Sean frowned incomprehension.
“It’s more of a matrix than a command chain, sir,” Carlos elaborated. “Most of the paperwork goes – went – to a light colonel on General Link’s staff. New England started with two Resco light colonels. Me plus Brazeau in New Hampshire. A couple new ones now in Massachusetts. None in Narragansett or Vermont. And John, as O-6, is top Resco.”
Light colonels like Emmett and Carlos were officer level 5 – O-5. The titles were confusingly non-congruent between naval and land forces, with an army captain being a lowly O-3, and a naval captain a lofty O-6. As a Coast Guard captain, John Niedermeyer was the same rank as the ‘full bird’ army colonels Tony Nasser and Pete Hoffman seated up-table next to Sean and John, one step down from admiral or general. Emmett was only seated up there in the nosebleed section as host. He was a lieutenant colonel, same as Cam, Carlos, and Ash.

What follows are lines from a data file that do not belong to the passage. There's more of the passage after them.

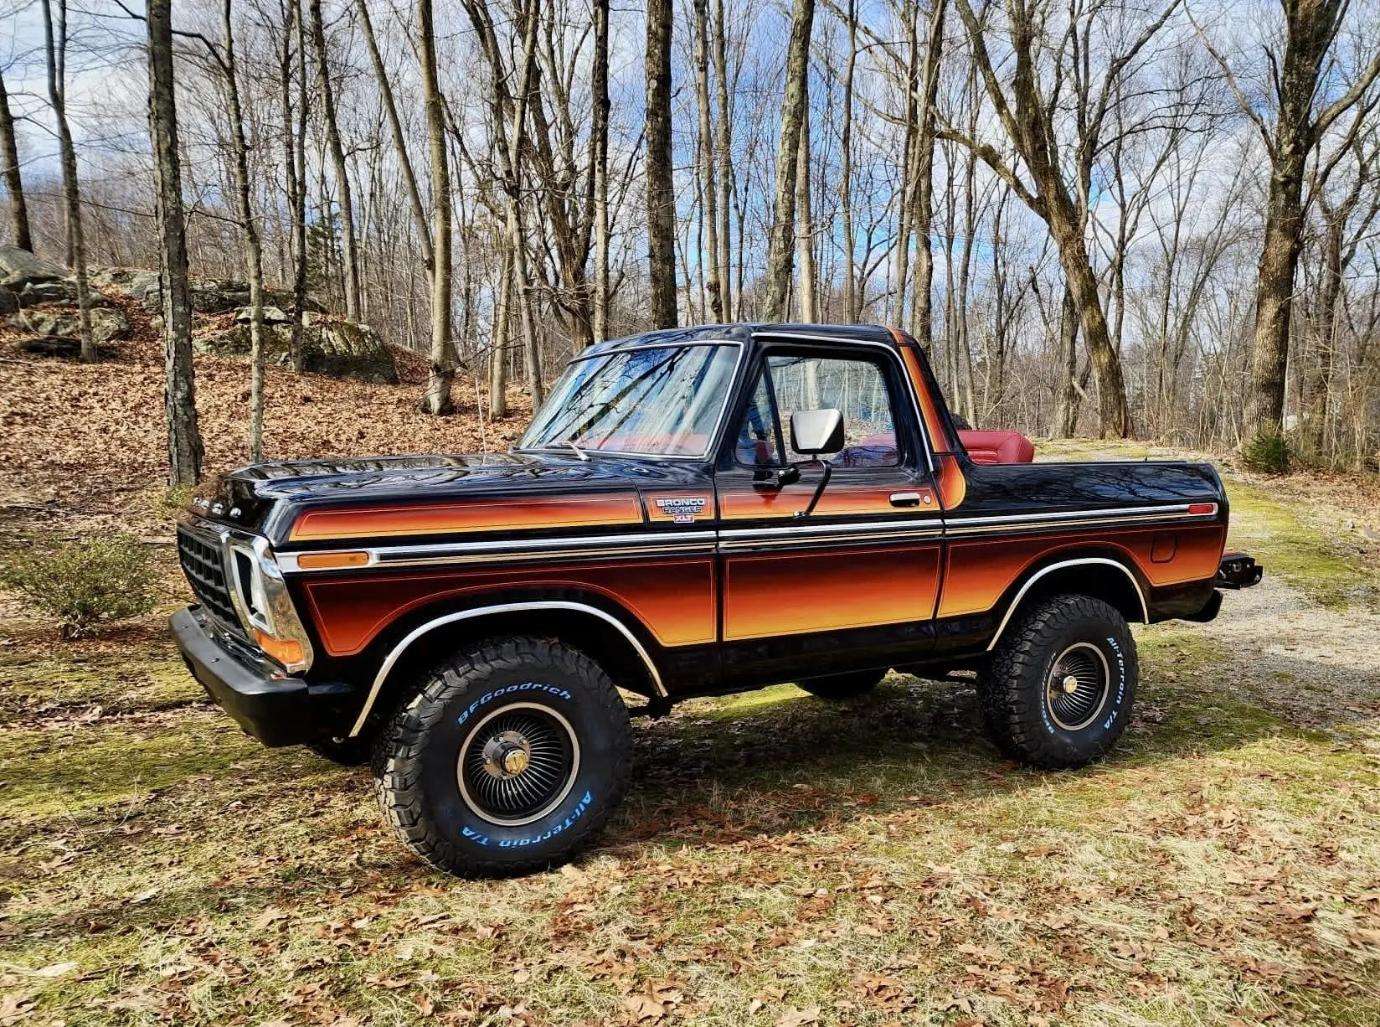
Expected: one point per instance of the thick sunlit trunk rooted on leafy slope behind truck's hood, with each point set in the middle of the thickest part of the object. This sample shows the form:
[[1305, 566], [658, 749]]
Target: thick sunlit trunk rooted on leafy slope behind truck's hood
[[442, 350]]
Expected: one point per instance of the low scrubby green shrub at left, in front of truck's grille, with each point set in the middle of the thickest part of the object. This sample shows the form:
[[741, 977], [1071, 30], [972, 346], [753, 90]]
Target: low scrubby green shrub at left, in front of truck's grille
[[85, 583]]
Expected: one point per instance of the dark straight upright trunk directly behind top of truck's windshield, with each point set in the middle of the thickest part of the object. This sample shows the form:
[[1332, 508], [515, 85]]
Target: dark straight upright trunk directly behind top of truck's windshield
[[662, 195]]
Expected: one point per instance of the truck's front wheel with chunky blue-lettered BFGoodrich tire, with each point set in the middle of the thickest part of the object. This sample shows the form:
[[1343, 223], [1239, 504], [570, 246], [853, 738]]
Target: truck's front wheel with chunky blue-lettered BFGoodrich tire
[[507, 760]]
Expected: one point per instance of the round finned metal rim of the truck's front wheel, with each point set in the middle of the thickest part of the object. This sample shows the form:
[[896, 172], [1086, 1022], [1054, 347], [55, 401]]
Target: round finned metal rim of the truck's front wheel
[[518, 764]]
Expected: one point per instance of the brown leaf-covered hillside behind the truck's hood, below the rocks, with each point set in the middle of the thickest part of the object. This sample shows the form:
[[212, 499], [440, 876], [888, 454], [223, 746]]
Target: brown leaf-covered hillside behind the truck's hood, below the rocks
[[89, 441]]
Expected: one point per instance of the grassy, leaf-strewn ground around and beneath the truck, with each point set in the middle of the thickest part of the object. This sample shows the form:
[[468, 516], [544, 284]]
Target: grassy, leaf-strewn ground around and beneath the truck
[[779, 861]]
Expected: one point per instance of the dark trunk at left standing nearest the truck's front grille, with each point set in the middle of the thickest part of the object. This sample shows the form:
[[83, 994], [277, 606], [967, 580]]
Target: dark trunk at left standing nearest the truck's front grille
[[180, 383]]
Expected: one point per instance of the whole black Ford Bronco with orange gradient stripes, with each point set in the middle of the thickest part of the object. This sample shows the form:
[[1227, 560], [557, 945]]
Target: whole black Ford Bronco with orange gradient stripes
[[691, 513]]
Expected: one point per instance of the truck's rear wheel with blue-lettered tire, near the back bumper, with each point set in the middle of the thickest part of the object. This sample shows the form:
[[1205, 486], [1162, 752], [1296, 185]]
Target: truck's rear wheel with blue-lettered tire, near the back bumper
[[1062, 683]]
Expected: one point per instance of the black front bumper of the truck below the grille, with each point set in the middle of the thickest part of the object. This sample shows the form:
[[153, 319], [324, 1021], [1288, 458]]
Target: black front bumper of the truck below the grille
[[278, 712]]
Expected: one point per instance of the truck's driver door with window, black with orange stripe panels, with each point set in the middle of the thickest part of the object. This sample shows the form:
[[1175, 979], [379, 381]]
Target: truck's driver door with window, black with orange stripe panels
[[859, 578]]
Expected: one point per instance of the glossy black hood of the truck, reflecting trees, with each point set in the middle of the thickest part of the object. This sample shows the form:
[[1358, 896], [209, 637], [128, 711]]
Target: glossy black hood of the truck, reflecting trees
[[267, 498]]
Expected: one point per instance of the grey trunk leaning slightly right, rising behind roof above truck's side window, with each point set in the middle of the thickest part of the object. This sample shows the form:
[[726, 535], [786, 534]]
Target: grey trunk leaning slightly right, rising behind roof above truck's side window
[[782, 244]]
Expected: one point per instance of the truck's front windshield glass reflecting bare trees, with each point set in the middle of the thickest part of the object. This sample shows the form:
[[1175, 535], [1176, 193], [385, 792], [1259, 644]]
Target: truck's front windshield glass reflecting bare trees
[[658, 401]]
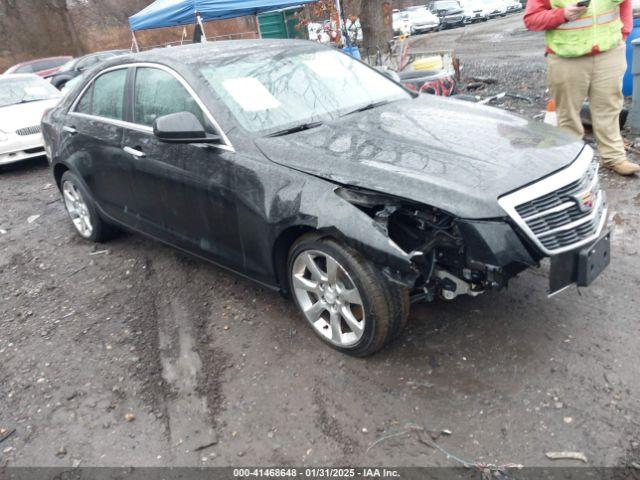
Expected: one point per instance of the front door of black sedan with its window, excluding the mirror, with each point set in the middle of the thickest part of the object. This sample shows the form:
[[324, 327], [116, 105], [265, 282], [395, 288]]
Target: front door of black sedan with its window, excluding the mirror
[[185, 192]]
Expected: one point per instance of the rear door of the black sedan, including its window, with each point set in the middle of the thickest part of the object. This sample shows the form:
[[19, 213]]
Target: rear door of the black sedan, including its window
[[93, 132]]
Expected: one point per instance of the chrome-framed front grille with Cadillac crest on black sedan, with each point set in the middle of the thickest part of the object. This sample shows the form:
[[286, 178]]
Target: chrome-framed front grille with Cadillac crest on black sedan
[[563, 211]]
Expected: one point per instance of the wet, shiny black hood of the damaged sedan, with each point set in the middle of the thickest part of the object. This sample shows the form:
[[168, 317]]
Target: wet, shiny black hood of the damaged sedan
[[453, 155]]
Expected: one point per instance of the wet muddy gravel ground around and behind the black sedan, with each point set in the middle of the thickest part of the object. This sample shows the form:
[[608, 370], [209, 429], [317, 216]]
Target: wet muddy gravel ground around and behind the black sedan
[[129, 353]]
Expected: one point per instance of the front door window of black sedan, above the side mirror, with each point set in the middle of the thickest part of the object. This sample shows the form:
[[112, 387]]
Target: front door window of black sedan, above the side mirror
[[159, 93]]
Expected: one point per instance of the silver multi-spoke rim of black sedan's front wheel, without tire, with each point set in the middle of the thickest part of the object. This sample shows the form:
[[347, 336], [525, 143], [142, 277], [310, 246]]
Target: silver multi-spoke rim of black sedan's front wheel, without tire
[[328, 297]]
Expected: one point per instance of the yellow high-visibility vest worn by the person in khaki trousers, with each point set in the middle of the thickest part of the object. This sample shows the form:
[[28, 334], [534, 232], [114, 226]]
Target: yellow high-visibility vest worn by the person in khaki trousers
[[599, 30]]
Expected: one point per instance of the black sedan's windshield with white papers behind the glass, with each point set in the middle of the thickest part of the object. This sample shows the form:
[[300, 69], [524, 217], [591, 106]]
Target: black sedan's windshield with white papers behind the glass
[[267, 94]]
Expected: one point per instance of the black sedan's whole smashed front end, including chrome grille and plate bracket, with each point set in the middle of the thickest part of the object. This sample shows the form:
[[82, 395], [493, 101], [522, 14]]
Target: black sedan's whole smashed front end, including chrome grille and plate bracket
[[561, 217]]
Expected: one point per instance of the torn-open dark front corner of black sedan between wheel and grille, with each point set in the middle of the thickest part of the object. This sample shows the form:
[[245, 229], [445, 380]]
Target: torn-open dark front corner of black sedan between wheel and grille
[[434, 254]]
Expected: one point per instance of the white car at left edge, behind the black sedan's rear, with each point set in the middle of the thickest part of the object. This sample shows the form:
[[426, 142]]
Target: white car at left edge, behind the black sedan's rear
[[23, 100]]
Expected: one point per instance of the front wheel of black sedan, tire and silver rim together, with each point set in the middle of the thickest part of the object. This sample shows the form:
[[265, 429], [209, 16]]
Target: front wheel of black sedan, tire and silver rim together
[[344, 297]]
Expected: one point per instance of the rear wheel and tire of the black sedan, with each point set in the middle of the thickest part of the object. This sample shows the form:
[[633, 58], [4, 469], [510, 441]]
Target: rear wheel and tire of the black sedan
[[82, 211]]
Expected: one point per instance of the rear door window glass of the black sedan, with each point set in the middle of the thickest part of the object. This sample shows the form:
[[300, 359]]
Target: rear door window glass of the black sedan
[[105, 97]]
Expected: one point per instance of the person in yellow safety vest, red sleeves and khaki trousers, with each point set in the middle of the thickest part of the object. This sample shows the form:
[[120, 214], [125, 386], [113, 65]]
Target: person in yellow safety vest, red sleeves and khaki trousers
[[586, 59]]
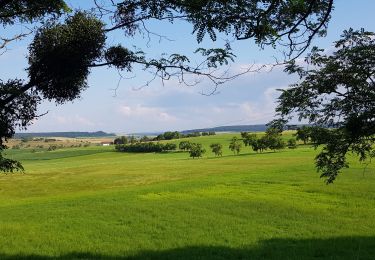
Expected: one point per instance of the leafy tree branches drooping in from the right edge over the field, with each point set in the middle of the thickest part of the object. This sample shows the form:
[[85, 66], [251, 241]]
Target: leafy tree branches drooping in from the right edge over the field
[[338, 91]]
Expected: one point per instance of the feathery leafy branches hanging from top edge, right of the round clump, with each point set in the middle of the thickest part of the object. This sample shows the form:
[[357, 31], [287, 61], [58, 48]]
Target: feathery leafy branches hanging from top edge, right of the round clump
[[268, 22]]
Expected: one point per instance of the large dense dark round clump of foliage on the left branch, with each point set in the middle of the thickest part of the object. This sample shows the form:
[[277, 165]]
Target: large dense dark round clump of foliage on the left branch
[[61, 54]]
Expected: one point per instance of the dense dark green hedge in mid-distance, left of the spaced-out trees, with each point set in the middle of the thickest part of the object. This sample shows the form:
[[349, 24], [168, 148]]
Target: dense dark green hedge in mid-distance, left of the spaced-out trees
[[148, 147]]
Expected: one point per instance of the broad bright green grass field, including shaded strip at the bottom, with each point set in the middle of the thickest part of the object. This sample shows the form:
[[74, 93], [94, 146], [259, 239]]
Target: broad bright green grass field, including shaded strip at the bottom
[[94, 203]]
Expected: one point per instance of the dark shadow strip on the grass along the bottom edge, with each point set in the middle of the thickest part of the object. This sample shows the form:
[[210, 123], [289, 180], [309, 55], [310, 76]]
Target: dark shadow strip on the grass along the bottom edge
[[333, 248]]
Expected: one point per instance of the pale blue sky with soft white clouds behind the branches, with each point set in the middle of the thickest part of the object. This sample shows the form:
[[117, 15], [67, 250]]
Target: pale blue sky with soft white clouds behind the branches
[[135, 108]]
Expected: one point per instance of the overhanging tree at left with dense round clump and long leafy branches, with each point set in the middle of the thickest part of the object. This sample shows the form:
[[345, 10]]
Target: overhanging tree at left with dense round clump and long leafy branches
[[64, 51]]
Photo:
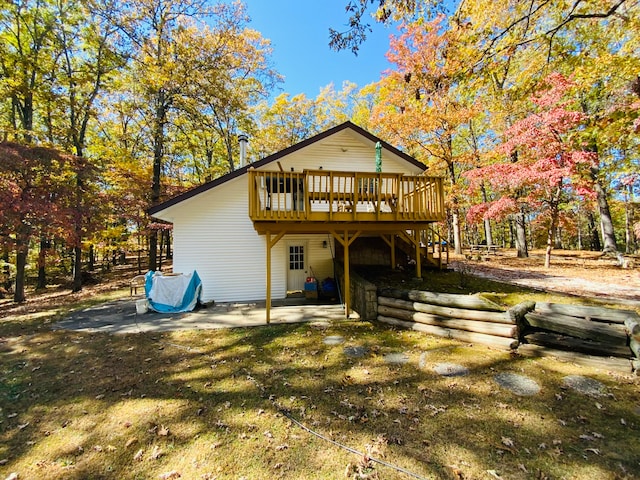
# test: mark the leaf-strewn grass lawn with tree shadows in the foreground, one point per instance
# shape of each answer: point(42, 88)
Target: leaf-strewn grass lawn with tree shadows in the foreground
point(232, 404)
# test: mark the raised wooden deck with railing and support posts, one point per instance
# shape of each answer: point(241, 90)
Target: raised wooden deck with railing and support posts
point(345, 205)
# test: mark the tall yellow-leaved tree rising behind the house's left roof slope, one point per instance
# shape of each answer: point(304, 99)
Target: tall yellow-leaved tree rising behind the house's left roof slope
point(175, 59)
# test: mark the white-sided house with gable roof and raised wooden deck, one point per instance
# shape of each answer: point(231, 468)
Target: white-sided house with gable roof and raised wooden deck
point(260, 231)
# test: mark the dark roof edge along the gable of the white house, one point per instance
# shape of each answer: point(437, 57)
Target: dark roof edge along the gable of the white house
point(278, 155)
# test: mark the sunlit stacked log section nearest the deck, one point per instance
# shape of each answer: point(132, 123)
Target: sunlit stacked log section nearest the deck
point(468, 318)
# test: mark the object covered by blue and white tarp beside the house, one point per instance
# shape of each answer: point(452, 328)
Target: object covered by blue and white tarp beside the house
point(172, 293)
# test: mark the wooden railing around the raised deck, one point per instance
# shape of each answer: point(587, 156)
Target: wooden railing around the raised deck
point(335, 196)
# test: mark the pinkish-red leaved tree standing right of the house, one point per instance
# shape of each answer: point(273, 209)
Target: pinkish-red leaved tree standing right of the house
point(542, 164)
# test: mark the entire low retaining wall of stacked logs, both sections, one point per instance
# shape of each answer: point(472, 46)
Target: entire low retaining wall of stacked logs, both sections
point(595, 336)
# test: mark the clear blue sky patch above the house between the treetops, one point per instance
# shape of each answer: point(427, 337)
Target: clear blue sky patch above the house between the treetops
point(299, 33)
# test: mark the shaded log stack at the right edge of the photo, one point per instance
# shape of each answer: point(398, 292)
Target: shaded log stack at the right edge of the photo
point(596, 336)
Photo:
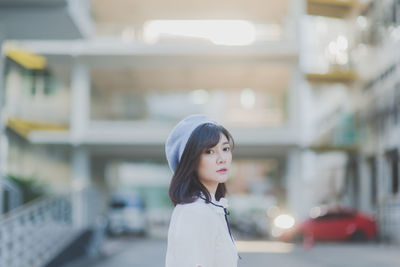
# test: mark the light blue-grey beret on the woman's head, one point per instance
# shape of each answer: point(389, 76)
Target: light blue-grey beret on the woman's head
point(179, 136)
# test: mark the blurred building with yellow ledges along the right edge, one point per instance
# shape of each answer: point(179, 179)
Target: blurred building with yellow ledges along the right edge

“Ah,” said Sean, and laughingly pointed out, “I’m afraid you’ll find the Resco Service a bit more structured here in Hudson.”
“That would be nice,” Carlos returned blandly. “To structure.” He toasted with his wine glass.
“To structure,” Sean agreed. Most joined with a quaff of wine. Emmett and I raised cider glasses instead. We didn’t drink much.
“You don’t seem overly concerned by this proposal. Connecticut suddenly transferring to Hudson,” Sean fished. Apparently he was using this dinner to get to know his proposed two new lead Rescos, a whopping 40% increase in said Resco Service since this morning.